By Richard Winters
My Rating: 6 out of 10
4-Word Review: Teen becomes suburban pimp.
Joel (Tom Cruise) is a teenager living in a sprawling home on the North Shore of suburban Chicago who is stressing about getting into a top college. His parents (Nicholas Pryor, Janet Carroll) announce that they will be leaving on vacation for two weeks and he’ll have the whole place to himself. After some prodding by his friends he invites over a beautiful prostitute named Lana (Rebecca De Mornay) and takes her for a spin in his Dad’s Porsche, which accidently slides into the lake. The repairs will be expensive, so Lana devises a scheme where his home will be used as a temporary, make-shift whorehouse bringing in customers, many of whom being Joel’s high school friends who will pay to have sex with Lana’s beautiful call girl friends and whose proceeds will go to fixing the car.

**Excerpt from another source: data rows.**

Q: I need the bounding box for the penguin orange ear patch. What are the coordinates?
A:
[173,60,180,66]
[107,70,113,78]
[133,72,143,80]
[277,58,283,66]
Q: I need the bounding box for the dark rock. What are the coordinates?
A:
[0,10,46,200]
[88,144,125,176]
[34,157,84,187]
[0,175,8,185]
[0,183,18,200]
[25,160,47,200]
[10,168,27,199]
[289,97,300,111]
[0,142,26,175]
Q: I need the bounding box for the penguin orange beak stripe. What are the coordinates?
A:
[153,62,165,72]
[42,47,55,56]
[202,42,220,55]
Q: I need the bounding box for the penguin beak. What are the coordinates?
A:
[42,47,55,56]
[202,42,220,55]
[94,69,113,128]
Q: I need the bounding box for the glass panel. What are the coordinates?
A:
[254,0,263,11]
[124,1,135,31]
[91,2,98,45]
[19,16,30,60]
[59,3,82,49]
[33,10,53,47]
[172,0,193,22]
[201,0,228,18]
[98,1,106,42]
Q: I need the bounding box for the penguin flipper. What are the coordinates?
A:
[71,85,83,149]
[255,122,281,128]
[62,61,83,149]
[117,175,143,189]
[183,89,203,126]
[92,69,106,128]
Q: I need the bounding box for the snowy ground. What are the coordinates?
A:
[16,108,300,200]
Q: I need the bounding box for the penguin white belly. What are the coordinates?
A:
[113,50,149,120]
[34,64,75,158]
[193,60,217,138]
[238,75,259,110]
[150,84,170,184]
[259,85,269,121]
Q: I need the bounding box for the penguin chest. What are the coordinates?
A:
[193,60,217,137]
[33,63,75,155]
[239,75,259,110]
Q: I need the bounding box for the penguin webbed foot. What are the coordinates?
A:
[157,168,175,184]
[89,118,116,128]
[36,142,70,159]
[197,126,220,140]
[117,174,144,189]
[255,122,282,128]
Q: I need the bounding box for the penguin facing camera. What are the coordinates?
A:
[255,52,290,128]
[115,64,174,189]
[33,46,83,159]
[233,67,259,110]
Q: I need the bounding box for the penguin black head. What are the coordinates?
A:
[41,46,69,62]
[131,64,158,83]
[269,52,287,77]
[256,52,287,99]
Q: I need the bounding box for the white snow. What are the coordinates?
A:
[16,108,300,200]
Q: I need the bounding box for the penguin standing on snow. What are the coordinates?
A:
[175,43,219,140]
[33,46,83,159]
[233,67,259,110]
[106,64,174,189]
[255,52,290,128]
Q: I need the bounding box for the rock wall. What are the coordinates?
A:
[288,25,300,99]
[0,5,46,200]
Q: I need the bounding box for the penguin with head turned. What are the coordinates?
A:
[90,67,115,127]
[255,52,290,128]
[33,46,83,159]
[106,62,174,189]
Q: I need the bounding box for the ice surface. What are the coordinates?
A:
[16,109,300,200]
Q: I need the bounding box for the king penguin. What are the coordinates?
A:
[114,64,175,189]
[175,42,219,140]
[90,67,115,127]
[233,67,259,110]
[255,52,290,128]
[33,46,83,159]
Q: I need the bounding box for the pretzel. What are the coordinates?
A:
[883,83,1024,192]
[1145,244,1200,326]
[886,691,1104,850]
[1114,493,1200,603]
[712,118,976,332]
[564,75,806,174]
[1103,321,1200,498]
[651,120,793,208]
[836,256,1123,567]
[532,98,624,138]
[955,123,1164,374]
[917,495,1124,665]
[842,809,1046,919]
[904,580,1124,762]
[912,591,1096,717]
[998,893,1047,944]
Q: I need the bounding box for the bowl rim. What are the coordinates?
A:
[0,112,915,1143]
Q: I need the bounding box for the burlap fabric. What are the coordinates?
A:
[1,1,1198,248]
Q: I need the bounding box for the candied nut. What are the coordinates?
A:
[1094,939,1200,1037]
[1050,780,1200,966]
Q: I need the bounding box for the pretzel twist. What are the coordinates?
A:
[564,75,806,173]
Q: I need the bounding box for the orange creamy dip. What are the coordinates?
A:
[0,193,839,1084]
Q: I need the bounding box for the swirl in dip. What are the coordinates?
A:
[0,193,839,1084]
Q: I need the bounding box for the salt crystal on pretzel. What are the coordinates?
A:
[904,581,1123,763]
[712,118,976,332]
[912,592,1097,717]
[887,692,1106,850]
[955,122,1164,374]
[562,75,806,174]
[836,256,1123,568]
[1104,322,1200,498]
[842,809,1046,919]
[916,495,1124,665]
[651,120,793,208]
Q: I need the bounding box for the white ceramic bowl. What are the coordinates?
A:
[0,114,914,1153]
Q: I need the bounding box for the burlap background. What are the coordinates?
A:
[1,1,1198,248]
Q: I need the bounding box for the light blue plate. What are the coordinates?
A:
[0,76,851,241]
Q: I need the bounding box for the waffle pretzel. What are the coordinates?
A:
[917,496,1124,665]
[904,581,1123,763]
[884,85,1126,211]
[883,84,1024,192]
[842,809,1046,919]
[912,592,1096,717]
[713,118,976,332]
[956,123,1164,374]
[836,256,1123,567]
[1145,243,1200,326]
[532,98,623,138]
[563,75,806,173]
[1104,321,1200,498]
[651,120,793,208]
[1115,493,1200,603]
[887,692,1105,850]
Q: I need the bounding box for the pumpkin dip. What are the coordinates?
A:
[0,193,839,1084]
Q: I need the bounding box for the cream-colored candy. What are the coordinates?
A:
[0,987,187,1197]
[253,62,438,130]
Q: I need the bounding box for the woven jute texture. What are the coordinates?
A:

The film is a fresh, funny look at capitalism and a perfect composite of the Reagan years and ‘80s attitudes. However, the conversations that the teens have here is jarringly out-of-touch with today’s youngsters who seem to favor more socialistic concepts. On one hand this then dates the picture, but it also makes it fascinating at seeing how people thought from a bygone era.
Cruise is fantastic and really looks like a teen, especially with his bowl haircut, even though he was already in his 20’s at the time. The character though allows himself to be taken advantage of too much by his friends. For most people the friendship would immediately end if they had a pal who would invited over a prostitute as a ‘joke’ that they didn’t want and would still be expected to pay for.
Why are these friends doing these hijinks anyways? It was almost like Joel had never been home alone before. Most likely he had, so why now are his buddies doing these things when they hadn’t earlier? A much better premise would’ve been to have Joel achieve some sort of accomplishment, like pass an all-important SAT test and as a ‘reward’ his friends would pitch-in and buy him a prostitute for the night while his parents were away. Everything else that follows would be the same, but at least the catalyst that sets it in motion would make more sense and Joel would seem less like a pushover straddled with irritating friends no one in their right mind would want.
The sex scene between Joel and Lana comes off like an overly stylized bit from a soft core porn flick. There were several fantasy segments that came before it and I was fully expecting this to be one of them, but it isn’t. Joel is a kid that seriously lacks confidence in every other way, so I would imagine his initial meeting with a prostitute would be awkward especially since he had never done anything like that before. Most likely he would’ve been so nervous that he might not have been able to even ‘rise-to-the-occasion’. Having Joel initially behave clumsily towards Lana would’ve been funny and more believable instead as it is here the ‘reality’ segment is dreamier than the fantasy ones.
The Lana character is frustrating as she remains an aloof composite of a hooker that the viewer never gets to understand as a real person. Seeing her in a vulnerable moment would’ve helped, but it never comes. (Her conversation with Joel about her life was too brief and not enough.) I would’ve liked a more conclusive ending revealing whether their relationship ‘blossomed’, worked into a long term friendship, or just dissipated. Having a scene at the end with Joel in college and calling Lana up to chat could’ve solidified this.
The parents are portrayed as being too stuffy and more like caricatures. The ending, which entails Joel buying back his parent’s furniture that had been stolen and then moving it all back into the home with the help of friends before his parents arrived is implausible. The house was too big and had too many items for them to be able to get everything in near spotless position in only 2 hours’ time.
The movie’s original charm is also affected by the fact that films like Home Alone and Ferris Bueller’s Day Off have had similar plots and stronger cult followings, but there’s still plenty of engaging moments. Watching Cruise dance around in his underwear to a Bob Segar song is hilarious. His precarious attempts to save the Porsche from going into the lake is really funny as is his interview with a college admissions dean from Princeton (Richard Masur) in Joel’s home while prostitutes and their customers scurry all around.
( Joel’s house as it appears today.)
My Rating: 6 out of 10
Released: August 5, 1983
Runtime: 1Hour 39Minutes
Rated R
Director: Paul Brickman
Studio: Warner Brothers
Available: DVD, Blu-ray, Amazon Video, YouTube
Cruise has charm, but the character becomes exasperating and he and De Mornay have no chemistry. I wanted Joel to turn the tables on Lana and her slimy pimp. The film thinks it’s cynical, but it’s too much a boy’s fantasy and it’s silly if watchable.